Busting Ad Compensation And Liability Myths
It’s hard to identify any area of our business that hasn’t — or shouldn’t – have changed over the past few years. This is particularly true when it comes to the assumptions that guide our policies for extending credit to advertisers and their media buying agencies.
As Robin Szabo, president of Szabo Associates media collection professionals and a past member of MFM’s board of directors recently observed, the economic realities in recent years have compelled advertisers, agencies and media to rethink some of their traditional practices for compensation and payment liability.
One tangential benefit of this reevaluation, according to Szabo, has been to dispel old myths about how agencies operate. Eliminating these misperceptions can help media companies develop better compensation and credit liability practices that protect their own interests while fostering a win-win relationship with these valuable industry players.
Applying his knowledge of the credit and collections marketplace, Szabo identified seven commonly held beliefs about ad agencies that he says fly in the face of reality:
Myth No. 1: All advertising agencies that purchase media have adopted the “Sequential Liability” position.
Szabo reminds us it was in 1991, 20 years ago, that the American Association of Advertising Agencies (4A’s) recommended to its members that they adopt a Sequential Liability position. As defined by the 4A’s, the policy states that the agency shall be solely liable for payment of all media invoices if the agency has been paid for those invoices by the advertiser; prior to payment to the agency, the advertiser shall be solely liable.
While many 4A’s members, particularly larger agencies, have adopted the Sequential Liability position, Szabo reports that there actually are more than 15,000 U.S. advertising agencies routinely purchasing media that have not done so. In many instances, these agencies have accepted the media providers’ terms and conditions. Often these include a Joint and Several Liability position, which holds all parties — the advertiser, agency, and buying service (if applicable) — liable until media receives payment. This is the policy currently endorsed by MFM and its BCCA subsidiary.
Myth No. 2: Advertising agencies need more time than direct accounts to pay for media purchases.
As Szabo points out, agencies typically bill their clients on estimate — either on credit with 30-day terms or cash-in-advance — at the time the media order is placed. Most agency invoices should have been paid by the time the agency receives media invoices.
Myth No. 3: An advertising agency’s sole compensation is the standard 15% agency commission, received when the agency purchases media.

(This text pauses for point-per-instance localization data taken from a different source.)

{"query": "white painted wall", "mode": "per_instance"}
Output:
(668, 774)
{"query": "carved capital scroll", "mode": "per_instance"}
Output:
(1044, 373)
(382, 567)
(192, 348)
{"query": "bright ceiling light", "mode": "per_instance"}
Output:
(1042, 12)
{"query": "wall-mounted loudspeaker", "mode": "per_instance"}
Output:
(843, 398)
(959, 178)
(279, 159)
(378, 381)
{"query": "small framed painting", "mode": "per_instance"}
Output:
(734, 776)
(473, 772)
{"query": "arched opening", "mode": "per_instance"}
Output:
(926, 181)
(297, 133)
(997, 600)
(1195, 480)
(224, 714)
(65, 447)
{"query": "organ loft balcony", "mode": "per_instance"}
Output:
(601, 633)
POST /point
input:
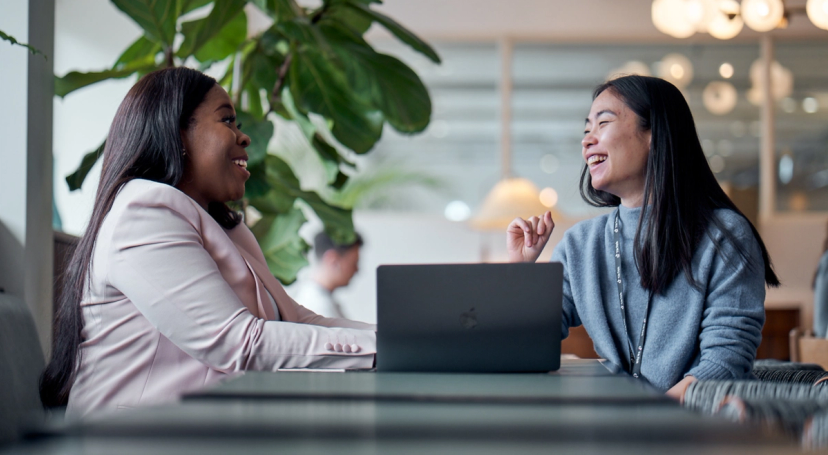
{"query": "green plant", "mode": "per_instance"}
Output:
(14, 42)
(309, 62)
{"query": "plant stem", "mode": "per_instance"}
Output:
(276, 95)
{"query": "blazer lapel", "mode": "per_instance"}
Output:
(283, 302)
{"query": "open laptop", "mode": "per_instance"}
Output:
(469, 317)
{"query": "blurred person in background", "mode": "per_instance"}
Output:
(821, 294)
(670, 285)
(334, 268)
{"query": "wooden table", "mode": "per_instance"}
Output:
(581, 409)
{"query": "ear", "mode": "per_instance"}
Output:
(329, 258)
(185, 139)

There was a time when media commissions were the predominant method of agency compensation. According to Szabo, this method was based on the idea that the agency, as a result of its efforts on behalf of the advertiser, would profit as the advertiser’s business grew. The reverse would also be true, with agency revenues stagnating or dropping if the advertiser’s business failed to grow and media budgets shrank.
However, as media costs began to soar in the late 1980s, particularly for television, advertisers that were paying huge commissions to their agencies began to revisit their agency compensation arrangements. In addition, many national agencies had become parts of publicly traded holding companies, making it more important to deliver on predictable revenues.
Given this, there has been a shift toward alternative compensation models. Szabo says these include a fee-based model, which takes into consideration such activities as hourly rates, project fees or monthly retainers; “value-based compensation,” which links the agency’s compensation entirely to the value it provides the advertiser; and a “performance incentives” model, which usually adds an incentive bonus to a fee-based or commission-based structure.
A 2010 survey of major marketers by the Association of National Advertisers illustrated how these newer approaches have eroded the agency’s reliance on media commissions. Traditional commissions now account for only 3% of compensation plans.
Myth No. 4: Since the advertising agency checks the creditworthiness of the advertiser, the media provider doesn’t need to.
“Determining the advertiser’s creditworthiness can save you a lot of grief if nonpayment occurs,” Sabo advises. Unlike in the situation of a Joint and Several liability position, where media companies can pursue any and all parties involved until the invoice is paid, the Sequential Liability position means the agency isn’t obligated to pay for the media buy if it hasn’t been paid by the advertiser. In this scenario, Szabo warns, the chances of getting payment directly from the advertiser are severely diminished if the advertiser has gone bankrupt or is facing deep financial distress.
Under a Joint and Several Liability position however, if the agency goes out of business, the station may still be able to seek payment from the advertiser, even when the agency had received payment from the advertiser, since the advertiser received a benefit from the media buy. In any case he recommends (and so do I), the additional protections afforded by evaluating the creditworthiness of both the agency and advertiser are well worth the extra effort.